Je rêvais depuis plusieurs semaines de me lancer dans l'ascension de ce beau roman. Comme cela tournait à l'obsession, j'ai enfilé mes vieilles chaussures de montagne, fossiles qui pourraient intéresser certains muséums, tartiné mes lèvres de baume de graisse de Mammouth et revêtu une combinaison de ski qui avait dû être un jour à la mode, il y a environ cent millions d'années.
Ainsi attifé, je me suis lancé sur ce sentier déjà très emprunté dans les bibliothèques et balisé par de nombreux lecteurs depuis sa parution, pourtant datée de notre ère. Inutile donc d'espérer planter mon drapeau d'explorateur littéraire au sommet de ma pile de livres. Dernier de cordée, Mister Président !
- T'aurais pas vu un fossile ? ai-je demandé à mon sherpa après quelques pages.
Elle me toisa dans ma tenue d'un air dépité et me répondit par l'affirmative…
Stan, le personnage central de ce roman en découvrit aussi un dans sa jeunesse, un tribolite. Une rencontre qui bouscula son destin. L'exploration du passé lui permit d'échapper à une jeunesse malheureuse et solitaire placée dans l'ombre menaçante d'un père brutal. le jeune garçon devint paléontologue mais sa carrière universitaire le priva d'aventures. Indiana Jones cloîtré dans un amphithéâtre.
Sur la base d'une anecdote contée par une fillette dans une soirée mondaine, Stan convie son ancien assistant Umberto à une ultime campagne sur un glacier perdu entre la France et l'Italie, à la recherche de la postérité scientifique et d'un monstre préhistorique qui serait prisonnier des glaces depuis des millions d'années. Un sorbet au dinosaure s'il vous plait ?
Accompagnée d'un vieux guide taiseux et de Peter, jeune scientifique allemand bavard un peu ventriloque, la cordée part à l'assaut du glacier.
Place au vertige des mots en haute altitude.
Jean Baptiste Andréa donne vie à la montagne et entraîne le lecteur dans une randonnée qui chemine du rêve vers l'obsession.
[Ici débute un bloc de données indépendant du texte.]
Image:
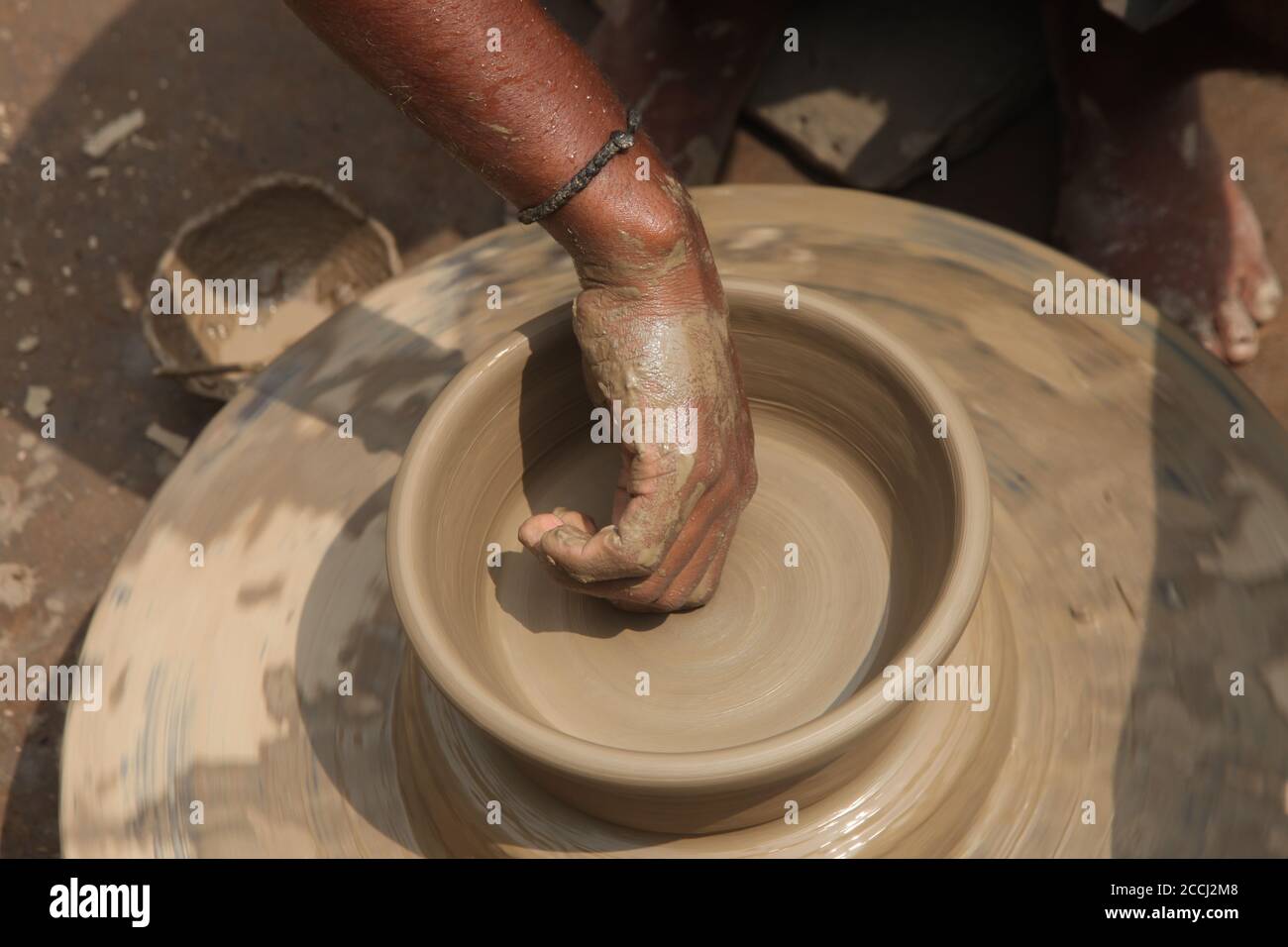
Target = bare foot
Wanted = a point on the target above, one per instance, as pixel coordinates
(1147, 196)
Sa prose fut pour moi comme une plume offerte au vent du récit, tantôt effleurant avec douceur l'âme des personnages, tantôt un tourbillon qui faisait voleter les pages au gré des caprices de la nature et des hommes.
Il est de coutume de dire que dans un voyage, ce n'est pas la destination qui compte mais le chemin parcouru. Bon, dans la vraie vie, je préfère quand même bouquiner sur une plage paradisiaque que pendant quinze heures dans l'avion qui m'y transporte. Mais dans le récit, si je fus tenu en haleine (de brontosaure ou de dragon) par la perspective d'une découverte extraordinaire au côté des personnages, je pense que je garderai surtout le souvenir de la prose de l'auteur.
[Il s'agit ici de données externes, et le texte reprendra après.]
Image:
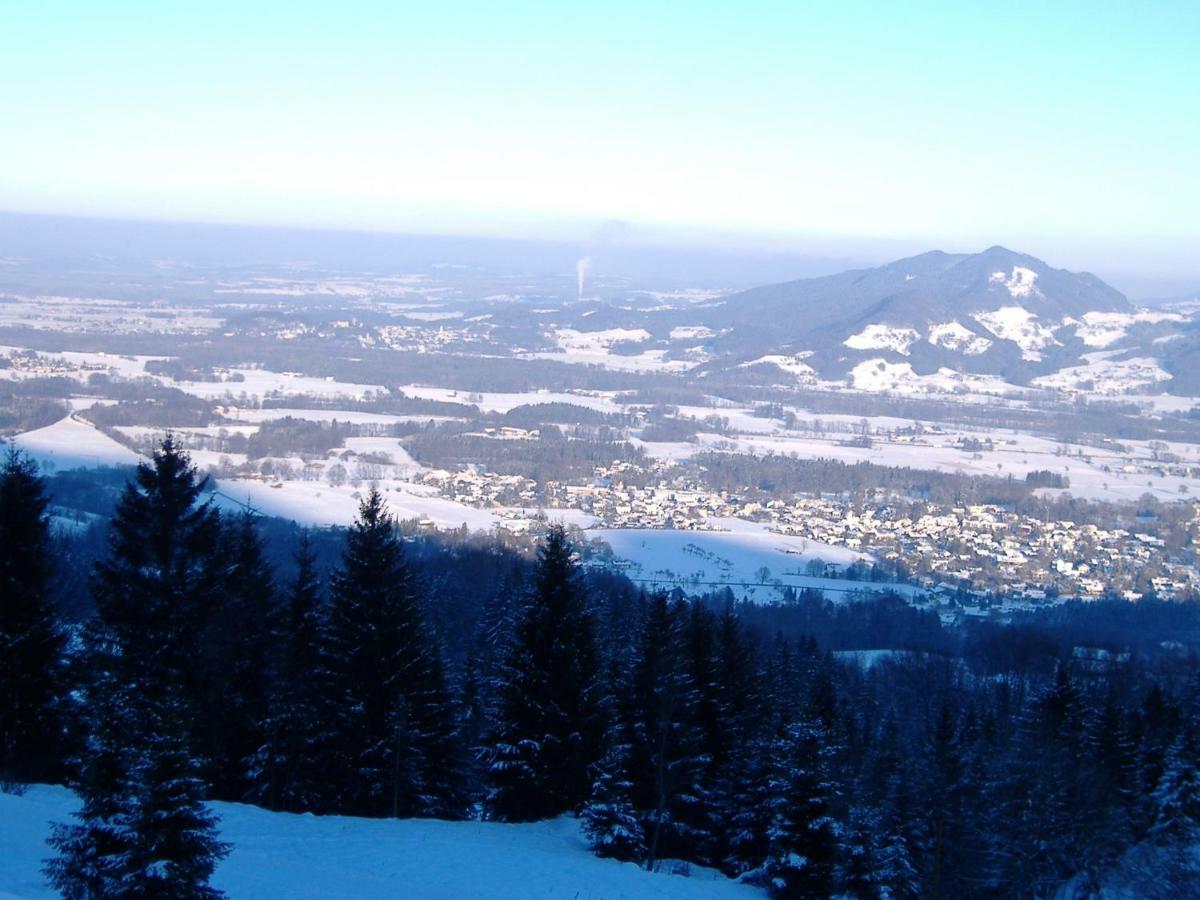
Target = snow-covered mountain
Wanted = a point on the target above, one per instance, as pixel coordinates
(954, 322)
Je fus impressionné par l'élégance avec laquelle il alterne le récit de l'expédition avec celui de la jeunesse de Stan, profitant du sommeil des héros dans leur refuge pour remonter le temps. Un poète de la transition.
Petits « Poucetons », inutile de prendre des cailloux dans vos poches pour ne pas vous perdre dans ce beau roman. Aucun cairn ne peut suivre la folie des hommes.
Comme dirait un certain Jean Jacques, « j'irai au bout de mes rêves, où la raison s'achève ».
Jean- Baptiste Andrea connait l'adresse.
Billet un peu sinueux, je le concède, mais très admiratif de ce roman.